Dubai, UAE — A new generation of technologies spanning healthcare, energy, manufacturing, artificial intelligence and environmental remediation is approaching a critical stage where laboratory breakthroughs are beginning to translate into commercial and societal applications, according to the World Economic Forum’s Top 10 Emerging Technologies Report 2026.
Produced with scientific publisher Frontiers and developed alongside the Dubai Future Foundation, the report identifies 10 technologies that it says are likely to achieve significant real-world impact within the next three to five years.
The technologies range from energy systems that allow buildings and vehicles to supply electricity back to the grid, to personalised cancer vaccines, advanced drug-discovery tools and technologies capable of destroying so-called “forever chemicals” that persist in the environment.
The report arrives at what its authors describe as a period of heightened uncertainty and growing focus on resilience. Rather than identifying distant scientific possibilities, it concentrates on technologies approaching what the Forum calls a commercial and societal inflection point.
From centralised systems to distributed networks
A recurring theme across the technologies is the possibility that production, energy generation and critical services could become less dependent on geography and large centralised infrastructure.
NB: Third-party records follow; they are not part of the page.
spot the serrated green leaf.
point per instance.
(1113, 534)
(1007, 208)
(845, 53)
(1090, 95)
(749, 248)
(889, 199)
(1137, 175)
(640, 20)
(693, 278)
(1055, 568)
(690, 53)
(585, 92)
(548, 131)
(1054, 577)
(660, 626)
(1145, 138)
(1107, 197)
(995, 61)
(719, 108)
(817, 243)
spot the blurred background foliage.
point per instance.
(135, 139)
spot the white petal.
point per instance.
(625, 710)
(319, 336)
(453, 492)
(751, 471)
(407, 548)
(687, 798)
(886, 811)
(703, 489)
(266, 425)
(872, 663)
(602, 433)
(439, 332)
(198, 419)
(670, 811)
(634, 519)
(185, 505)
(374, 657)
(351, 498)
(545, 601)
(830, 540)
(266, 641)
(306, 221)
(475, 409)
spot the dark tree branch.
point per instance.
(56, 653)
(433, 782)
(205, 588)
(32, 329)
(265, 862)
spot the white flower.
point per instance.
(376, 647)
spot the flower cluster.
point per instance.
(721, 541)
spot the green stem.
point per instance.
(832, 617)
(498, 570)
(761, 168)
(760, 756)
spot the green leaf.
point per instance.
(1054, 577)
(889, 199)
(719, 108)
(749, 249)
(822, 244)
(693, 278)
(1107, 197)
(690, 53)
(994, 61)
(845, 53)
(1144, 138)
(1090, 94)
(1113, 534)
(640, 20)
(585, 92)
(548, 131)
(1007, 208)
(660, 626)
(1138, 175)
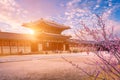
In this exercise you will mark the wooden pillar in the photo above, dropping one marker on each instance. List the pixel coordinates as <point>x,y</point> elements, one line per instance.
<point>2,47</point>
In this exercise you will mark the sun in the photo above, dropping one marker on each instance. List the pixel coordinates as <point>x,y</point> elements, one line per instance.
<point>31,32</point>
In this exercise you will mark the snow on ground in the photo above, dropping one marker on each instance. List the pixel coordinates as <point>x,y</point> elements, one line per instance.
<point>43,67</point>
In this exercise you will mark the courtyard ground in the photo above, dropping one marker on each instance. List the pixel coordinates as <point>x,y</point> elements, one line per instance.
<point>44,67</point>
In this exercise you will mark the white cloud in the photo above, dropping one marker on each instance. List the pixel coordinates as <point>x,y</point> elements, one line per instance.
<point>11,14</point>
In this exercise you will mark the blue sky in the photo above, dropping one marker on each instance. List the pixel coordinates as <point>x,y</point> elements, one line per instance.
<point>15,12</point>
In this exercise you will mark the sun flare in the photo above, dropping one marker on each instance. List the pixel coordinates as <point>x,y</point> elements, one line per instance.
<point>31,32</point>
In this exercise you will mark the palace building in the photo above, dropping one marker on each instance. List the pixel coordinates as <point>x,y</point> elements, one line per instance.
<point>47,37</point>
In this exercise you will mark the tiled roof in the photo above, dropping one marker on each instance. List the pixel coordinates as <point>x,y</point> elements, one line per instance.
<point>16,36</point>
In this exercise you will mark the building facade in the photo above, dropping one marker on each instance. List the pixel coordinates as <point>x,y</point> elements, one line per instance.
<point>47,37</point>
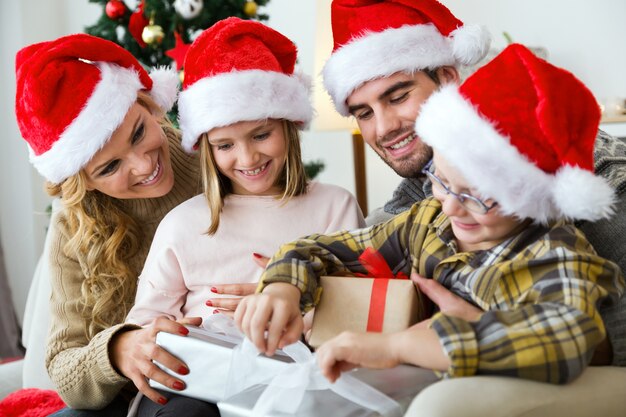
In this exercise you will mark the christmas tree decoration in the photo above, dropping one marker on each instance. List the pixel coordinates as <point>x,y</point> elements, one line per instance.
<point>152,34</point>
<point>179,51</point>
<point>188,9</point>
<point>186,18</point>
<point>136,24</point>
<point>115,9</point>
<point>250,8</point>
Among the technologies identified are everything-to-grid energy systems, direct lithium extraction and precision fermentation.
Everything-to-grid systems allow buildings, vehicles, factories and data centres to act not only as energy consumers but also as suppliers, returning stored electricity to power networks when required.
Direct lithium extraction technologies are designed to recover lithium from brines in hours rather than months while using less land and water than conventional methods.
Precision fermentation uses engineered microorganisms to produce proteins, ingredients and compounds that traditionally depended on agriculture or resource-intensive manufacturing.
The report says precision fermentation is already moving beyond the laboratory. Companies are producing whey proteins, egg proteins and other ingredients using microbial hosts cultivated in fermentation tanks.
Perfect Day supplies fermentation-derived whey protein to U.S. food brands and is expanding production into India, while Nestlé and other companies have begun introducing fermentation-derived proteins into commercial products.
According to the report, precision fermentation could eventually shift food production from a question of agricultural geography to one of infrastructure, energy availability and bioprocessing capacity.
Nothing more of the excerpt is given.